Speculative trading strategy

Swing trading is a speculative trading strategy in financial markets where a tradable asset is held for one or more days in an effort to profit from price changes or swings. A swing trading position is typically held longer than a day trading position, but shorter than buy-and-hold investment strategies that can be held for months or years. Profits can be sought by either buying an asset or short selling. Momentum signals (e.g., 52-week high/low) have been shown to be used by financial analysts in their buy and sell recommendations that can be applied in swing trading.

== Swing trading methods ==
Using a set of mathematically based objective rules for buying and selling is a common method for swing traders to eliminate the subjectivity, emotional aspects, and labor-intensive analysis of swing trading. The trading rules can be used to create a trading algorithm or "trading system" using technical analysis or fundamental analysis to give buy and sell signals.

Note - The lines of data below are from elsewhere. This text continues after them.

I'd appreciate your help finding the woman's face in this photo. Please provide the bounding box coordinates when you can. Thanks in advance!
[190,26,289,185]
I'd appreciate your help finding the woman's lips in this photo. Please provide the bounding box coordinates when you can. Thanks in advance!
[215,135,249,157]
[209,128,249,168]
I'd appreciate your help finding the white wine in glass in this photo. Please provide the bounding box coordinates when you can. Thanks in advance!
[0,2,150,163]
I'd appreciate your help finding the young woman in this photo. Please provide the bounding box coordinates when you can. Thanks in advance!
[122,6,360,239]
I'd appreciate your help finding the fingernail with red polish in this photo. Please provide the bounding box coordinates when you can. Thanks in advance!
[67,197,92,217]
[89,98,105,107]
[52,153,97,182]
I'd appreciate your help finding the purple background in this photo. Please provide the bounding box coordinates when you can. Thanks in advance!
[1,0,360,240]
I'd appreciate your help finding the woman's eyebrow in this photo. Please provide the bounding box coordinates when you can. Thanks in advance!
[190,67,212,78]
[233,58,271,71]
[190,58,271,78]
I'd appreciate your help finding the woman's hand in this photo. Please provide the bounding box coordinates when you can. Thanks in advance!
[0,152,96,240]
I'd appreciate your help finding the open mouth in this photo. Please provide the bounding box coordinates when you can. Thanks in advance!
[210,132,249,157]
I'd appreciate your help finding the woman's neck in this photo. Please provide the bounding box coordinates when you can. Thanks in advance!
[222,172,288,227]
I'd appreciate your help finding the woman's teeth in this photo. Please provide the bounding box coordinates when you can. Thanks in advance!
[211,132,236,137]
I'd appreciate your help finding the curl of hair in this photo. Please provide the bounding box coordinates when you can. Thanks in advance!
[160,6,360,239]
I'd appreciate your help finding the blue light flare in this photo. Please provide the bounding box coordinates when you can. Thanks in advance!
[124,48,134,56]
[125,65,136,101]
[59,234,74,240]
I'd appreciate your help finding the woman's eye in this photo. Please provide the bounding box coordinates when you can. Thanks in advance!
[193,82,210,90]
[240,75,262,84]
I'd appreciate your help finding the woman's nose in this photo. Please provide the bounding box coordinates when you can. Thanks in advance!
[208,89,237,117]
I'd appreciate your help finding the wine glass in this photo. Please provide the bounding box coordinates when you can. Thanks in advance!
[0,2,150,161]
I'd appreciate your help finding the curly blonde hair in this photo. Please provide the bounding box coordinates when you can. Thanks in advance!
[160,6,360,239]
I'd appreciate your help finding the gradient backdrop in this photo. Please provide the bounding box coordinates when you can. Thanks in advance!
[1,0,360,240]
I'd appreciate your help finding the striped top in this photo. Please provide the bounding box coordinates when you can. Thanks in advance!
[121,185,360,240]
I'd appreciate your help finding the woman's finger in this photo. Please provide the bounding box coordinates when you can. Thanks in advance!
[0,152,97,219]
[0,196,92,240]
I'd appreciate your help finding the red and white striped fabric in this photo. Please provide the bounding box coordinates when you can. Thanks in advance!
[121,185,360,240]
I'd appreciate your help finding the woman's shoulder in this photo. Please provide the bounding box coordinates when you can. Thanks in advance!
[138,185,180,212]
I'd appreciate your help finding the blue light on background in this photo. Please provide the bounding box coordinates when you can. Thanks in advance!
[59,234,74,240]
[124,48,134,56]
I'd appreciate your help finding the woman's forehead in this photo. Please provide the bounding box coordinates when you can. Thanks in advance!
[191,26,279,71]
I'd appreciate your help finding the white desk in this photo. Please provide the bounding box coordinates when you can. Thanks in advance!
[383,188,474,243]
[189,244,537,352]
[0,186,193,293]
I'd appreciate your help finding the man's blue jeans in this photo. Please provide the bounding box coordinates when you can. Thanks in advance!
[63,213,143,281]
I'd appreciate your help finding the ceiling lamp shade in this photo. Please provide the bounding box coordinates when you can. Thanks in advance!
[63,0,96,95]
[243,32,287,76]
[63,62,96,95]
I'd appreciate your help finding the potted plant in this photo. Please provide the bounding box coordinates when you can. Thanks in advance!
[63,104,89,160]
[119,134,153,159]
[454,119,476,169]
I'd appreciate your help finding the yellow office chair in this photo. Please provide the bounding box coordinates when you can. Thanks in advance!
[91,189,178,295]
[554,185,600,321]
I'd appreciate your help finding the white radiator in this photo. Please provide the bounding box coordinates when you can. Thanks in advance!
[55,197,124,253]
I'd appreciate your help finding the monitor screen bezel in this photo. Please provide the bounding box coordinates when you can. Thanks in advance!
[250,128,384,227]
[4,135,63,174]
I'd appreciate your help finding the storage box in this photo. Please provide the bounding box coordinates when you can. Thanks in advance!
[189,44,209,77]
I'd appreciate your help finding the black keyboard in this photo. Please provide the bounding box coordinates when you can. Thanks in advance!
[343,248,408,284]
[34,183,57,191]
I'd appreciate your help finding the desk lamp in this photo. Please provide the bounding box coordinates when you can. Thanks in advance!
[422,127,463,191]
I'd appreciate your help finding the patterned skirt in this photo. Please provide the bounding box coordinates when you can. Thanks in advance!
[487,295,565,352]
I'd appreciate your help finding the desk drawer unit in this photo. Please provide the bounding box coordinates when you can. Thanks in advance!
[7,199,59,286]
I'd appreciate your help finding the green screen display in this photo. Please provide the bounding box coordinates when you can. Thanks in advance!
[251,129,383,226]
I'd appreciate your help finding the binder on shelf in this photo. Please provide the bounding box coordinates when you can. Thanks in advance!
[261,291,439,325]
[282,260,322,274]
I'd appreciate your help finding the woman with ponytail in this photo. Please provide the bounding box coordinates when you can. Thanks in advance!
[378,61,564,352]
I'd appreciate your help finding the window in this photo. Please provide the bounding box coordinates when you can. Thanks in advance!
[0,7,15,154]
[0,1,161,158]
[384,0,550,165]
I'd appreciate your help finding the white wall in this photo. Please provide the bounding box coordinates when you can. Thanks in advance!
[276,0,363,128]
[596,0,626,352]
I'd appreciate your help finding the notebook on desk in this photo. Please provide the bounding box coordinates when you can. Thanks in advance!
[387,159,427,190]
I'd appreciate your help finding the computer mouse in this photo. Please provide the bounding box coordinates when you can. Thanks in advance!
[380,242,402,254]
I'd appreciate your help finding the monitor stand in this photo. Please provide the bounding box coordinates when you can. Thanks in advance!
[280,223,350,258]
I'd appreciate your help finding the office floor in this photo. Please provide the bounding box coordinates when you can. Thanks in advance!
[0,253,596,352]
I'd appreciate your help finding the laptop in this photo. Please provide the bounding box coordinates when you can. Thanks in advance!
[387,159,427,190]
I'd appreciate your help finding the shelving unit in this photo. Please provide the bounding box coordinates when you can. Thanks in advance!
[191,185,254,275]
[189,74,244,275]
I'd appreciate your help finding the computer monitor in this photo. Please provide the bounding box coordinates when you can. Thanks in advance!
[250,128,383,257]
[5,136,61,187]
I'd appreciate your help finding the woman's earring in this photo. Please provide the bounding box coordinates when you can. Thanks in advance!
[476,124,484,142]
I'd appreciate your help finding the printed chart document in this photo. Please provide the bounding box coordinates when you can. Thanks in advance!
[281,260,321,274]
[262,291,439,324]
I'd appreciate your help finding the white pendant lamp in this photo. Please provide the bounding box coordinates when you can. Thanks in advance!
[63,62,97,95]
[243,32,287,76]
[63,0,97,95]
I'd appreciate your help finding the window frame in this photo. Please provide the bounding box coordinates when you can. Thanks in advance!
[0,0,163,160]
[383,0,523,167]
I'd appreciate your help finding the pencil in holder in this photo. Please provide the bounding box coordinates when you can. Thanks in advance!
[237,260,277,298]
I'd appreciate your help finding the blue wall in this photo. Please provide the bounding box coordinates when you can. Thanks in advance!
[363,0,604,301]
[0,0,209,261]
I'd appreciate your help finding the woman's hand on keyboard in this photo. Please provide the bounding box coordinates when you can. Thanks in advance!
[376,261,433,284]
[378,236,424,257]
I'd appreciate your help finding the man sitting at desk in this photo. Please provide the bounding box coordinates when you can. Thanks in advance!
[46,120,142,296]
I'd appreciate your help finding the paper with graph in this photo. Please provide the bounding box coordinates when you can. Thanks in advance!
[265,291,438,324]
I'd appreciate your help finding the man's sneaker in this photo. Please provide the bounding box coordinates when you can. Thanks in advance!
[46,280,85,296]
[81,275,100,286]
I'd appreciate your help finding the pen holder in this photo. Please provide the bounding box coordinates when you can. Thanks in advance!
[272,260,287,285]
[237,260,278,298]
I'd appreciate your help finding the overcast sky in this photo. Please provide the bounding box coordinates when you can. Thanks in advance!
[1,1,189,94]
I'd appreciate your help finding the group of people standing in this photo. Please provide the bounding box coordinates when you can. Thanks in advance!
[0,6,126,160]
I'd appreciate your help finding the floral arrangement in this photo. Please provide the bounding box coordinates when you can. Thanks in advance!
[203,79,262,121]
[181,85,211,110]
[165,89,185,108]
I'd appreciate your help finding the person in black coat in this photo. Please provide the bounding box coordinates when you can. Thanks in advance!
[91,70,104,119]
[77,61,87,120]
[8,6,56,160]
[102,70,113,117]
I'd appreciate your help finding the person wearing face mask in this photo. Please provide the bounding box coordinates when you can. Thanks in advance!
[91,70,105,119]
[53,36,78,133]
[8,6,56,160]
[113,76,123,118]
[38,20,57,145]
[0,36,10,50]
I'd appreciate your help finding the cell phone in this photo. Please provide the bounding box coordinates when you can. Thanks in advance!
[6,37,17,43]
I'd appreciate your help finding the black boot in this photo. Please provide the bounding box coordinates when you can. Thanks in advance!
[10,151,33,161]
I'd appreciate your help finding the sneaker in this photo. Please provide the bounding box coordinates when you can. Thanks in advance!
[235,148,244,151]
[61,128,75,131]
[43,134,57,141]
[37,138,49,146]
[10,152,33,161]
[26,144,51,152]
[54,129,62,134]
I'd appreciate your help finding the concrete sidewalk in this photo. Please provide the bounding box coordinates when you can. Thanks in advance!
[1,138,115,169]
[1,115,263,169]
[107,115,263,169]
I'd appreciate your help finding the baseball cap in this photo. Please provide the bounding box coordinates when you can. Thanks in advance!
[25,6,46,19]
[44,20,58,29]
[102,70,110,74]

Simpler rule-based trading approaches include Alexander Elder's strategy, which measures the behavior of an instrument's price trend using three different moving averages of closing prices. The instrument is only traded Long when the three averages are aligned in an upward direction, and only traded Short when the three averages are moving downward. Trading algorithms and systems may lose their profit potential when they obtain enough of a mass following to curtail their effectiveness: "Now it's an arms race. Everyone is building more sophisticated algorithms, and the more competition exists, the smaller the profits," observes Andrew Lo, the Director of the Laboratory for Financial Engineering, for the Massachusetts Institute of Technology.

Identifying when to enter and when to exit a trade is the primary challenge for all swing trading strategies. However, swing traders do not need perfect timing—to buy at the bottom and sell at the top of price oscillations—to make a profit. Small consistent earnings that involve strict money management rules can compound returns over time.